South Africa, Namibia Urged to Abandon Trophy Hunting in Favor of Non-consumptive Ecotourism

Both countries refused to ban hunting trophy shipments on state-owned airlines despite Humane Society International appeals

Humane Society International

  • It’s high time for South Africa and Namibia to reconsider the supposed value of trophy hunting to their economies and the harm it is causing to wildlife populations. © Alain Pons/PhotoAlto

WASHINGTON—After South Africa and Namibia have thus far refused to allow their national carriers to follow major international airlines in banning hunting trophy shipments, Humane Society International issued letters urging both countries to abandon cruel and wasteful trophy hunting in favor of non-consumptive ecotourism.

Andrew Rowan, Ph.D., a native of South Africa and president and CEO of HSI, issued the following statement:

“Trophy hunting contributes a small fraction of the dollars generated by non-hunting tourism in Africa. What’s more, trophy hunting takes animals out of the population and deducts from the experience and interest in wildlife tourism, as we’ve seen with Cecil. Millions of Africans who work in the tourism sector took care of the 56 million people who travelled to Africa to watch wildlife during 2013. This pales in comparison to the handful of people who accompanied a few thousand trophy hunters who also travelled to Africa that year.

It’s high time for South Africa and Namibia to reconsider the supposed value of trophy hunting to your economies and the harm it is causing to wildlife populations, the way in which it undermines the rule of law including through corruption, and the vehement disapproval of this activity as demonstrated by the outpouring of concern over Cecil’s killing.”
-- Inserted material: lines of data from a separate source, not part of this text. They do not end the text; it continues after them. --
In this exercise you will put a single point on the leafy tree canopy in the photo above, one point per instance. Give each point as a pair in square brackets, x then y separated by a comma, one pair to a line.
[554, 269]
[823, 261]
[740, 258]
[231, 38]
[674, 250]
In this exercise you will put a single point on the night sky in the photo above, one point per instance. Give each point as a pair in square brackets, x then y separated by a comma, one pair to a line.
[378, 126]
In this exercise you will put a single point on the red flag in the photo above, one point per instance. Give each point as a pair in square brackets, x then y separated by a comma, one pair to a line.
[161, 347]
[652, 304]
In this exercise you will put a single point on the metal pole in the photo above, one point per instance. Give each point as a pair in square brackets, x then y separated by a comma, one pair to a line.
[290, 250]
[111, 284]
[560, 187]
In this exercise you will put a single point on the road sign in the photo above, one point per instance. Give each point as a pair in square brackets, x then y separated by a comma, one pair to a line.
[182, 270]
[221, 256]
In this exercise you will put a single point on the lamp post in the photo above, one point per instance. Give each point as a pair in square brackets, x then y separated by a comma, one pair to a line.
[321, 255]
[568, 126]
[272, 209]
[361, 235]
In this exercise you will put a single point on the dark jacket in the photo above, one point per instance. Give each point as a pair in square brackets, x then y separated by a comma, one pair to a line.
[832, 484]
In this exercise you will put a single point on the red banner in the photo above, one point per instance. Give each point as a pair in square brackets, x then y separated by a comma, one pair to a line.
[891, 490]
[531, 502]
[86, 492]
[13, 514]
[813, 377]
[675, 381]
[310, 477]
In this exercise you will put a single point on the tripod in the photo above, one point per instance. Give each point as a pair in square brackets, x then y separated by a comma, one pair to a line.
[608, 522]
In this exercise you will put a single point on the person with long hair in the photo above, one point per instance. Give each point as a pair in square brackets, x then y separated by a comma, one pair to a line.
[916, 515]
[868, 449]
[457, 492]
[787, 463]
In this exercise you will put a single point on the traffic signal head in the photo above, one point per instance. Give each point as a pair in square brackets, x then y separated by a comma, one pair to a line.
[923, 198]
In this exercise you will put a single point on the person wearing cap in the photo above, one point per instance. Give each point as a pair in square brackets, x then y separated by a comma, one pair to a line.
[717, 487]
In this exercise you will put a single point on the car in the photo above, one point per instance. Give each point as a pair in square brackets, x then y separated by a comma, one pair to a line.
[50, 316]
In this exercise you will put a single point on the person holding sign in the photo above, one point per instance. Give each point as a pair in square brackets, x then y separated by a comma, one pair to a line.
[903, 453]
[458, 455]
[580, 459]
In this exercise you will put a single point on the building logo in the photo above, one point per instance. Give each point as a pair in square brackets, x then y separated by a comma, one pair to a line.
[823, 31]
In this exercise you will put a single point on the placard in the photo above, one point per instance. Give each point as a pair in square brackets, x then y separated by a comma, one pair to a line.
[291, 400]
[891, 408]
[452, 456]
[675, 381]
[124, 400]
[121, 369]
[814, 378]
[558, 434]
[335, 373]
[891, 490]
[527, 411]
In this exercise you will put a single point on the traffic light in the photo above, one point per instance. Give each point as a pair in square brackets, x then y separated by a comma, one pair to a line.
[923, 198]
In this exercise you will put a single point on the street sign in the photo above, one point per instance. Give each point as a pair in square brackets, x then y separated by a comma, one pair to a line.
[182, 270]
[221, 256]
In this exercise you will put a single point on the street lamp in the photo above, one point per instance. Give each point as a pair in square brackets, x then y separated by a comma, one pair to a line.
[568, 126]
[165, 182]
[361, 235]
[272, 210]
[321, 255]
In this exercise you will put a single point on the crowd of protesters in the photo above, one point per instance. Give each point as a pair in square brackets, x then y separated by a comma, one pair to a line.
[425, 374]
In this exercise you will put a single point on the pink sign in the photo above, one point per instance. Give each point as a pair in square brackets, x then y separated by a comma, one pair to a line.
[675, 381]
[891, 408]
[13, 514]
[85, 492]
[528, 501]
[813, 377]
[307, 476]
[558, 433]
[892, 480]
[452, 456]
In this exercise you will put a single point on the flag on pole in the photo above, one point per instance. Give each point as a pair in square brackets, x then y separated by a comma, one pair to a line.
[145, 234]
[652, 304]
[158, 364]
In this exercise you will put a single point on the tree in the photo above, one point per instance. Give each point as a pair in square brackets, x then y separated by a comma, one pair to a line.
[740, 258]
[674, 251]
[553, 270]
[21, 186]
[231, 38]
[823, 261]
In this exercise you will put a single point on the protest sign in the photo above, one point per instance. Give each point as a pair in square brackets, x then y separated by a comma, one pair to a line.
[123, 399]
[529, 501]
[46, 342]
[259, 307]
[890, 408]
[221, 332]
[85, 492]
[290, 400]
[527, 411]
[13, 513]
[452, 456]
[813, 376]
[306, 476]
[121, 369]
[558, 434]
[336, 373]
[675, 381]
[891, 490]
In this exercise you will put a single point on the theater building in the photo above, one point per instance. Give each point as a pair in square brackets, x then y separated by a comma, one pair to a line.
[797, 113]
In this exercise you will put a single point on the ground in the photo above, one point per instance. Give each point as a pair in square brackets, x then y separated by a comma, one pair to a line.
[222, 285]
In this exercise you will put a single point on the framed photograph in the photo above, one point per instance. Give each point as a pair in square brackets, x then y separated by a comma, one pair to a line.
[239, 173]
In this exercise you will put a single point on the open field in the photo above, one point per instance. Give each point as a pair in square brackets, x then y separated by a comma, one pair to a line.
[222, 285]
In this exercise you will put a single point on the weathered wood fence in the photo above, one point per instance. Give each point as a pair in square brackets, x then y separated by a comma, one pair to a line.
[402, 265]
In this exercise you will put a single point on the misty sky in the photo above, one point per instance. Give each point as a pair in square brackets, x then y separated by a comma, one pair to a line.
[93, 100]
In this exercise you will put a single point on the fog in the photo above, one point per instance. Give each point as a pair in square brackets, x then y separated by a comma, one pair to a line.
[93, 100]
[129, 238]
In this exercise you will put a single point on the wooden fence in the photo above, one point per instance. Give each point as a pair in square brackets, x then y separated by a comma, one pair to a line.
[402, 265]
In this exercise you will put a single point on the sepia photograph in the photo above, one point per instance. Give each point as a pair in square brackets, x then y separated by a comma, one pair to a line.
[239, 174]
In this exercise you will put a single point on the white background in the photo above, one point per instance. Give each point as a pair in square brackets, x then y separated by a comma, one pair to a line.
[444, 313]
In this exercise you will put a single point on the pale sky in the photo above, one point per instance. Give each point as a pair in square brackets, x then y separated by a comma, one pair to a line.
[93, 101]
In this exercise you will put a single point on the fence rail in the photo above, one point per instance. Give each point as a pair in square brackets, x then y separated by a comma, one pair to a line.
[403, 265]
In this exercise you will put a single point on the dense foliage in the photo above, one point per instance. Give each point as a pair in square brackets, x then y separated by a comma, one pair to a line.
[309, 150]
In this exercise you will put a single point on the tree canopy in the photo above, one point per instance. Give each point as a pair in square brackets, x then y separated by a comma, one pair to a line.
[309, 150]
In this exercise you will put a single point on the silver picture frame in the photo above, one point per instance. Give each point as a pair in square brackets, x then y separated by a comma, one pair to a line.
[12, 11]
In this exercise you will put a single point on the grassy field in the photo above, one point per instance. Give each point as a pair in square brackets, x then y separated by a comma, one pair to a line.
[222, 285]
Tell major airlines to stop shipping Big Five trophies

The letters explain that wildlife-based ecotourism brought an estimated $34.2 billion in tourist receipts in 2013, according to a report by the World Tourism Organization. Meanwhile a study of nine countries that offer trophy hunting found that, in 2011, tourism contributed, on average, 2.4 percent of GDP, and trophy hunting only 0.09 percent of GDP.

Almost 20 major international airlines and carriers, including Delta, United Airlines, Air Canada and Air France changed their shipment policies to exclude hunting trophies following the international outcry stirred by the death of Cecil the lion in Zimbabwe at the hands of an American trophy hunter in July. HSI is petitioning all airlines to end the transport of hunting trophies of Africa’s “Big Five” species: African elephants, rhinoceroses, African lions, leopards and Cape buffalo.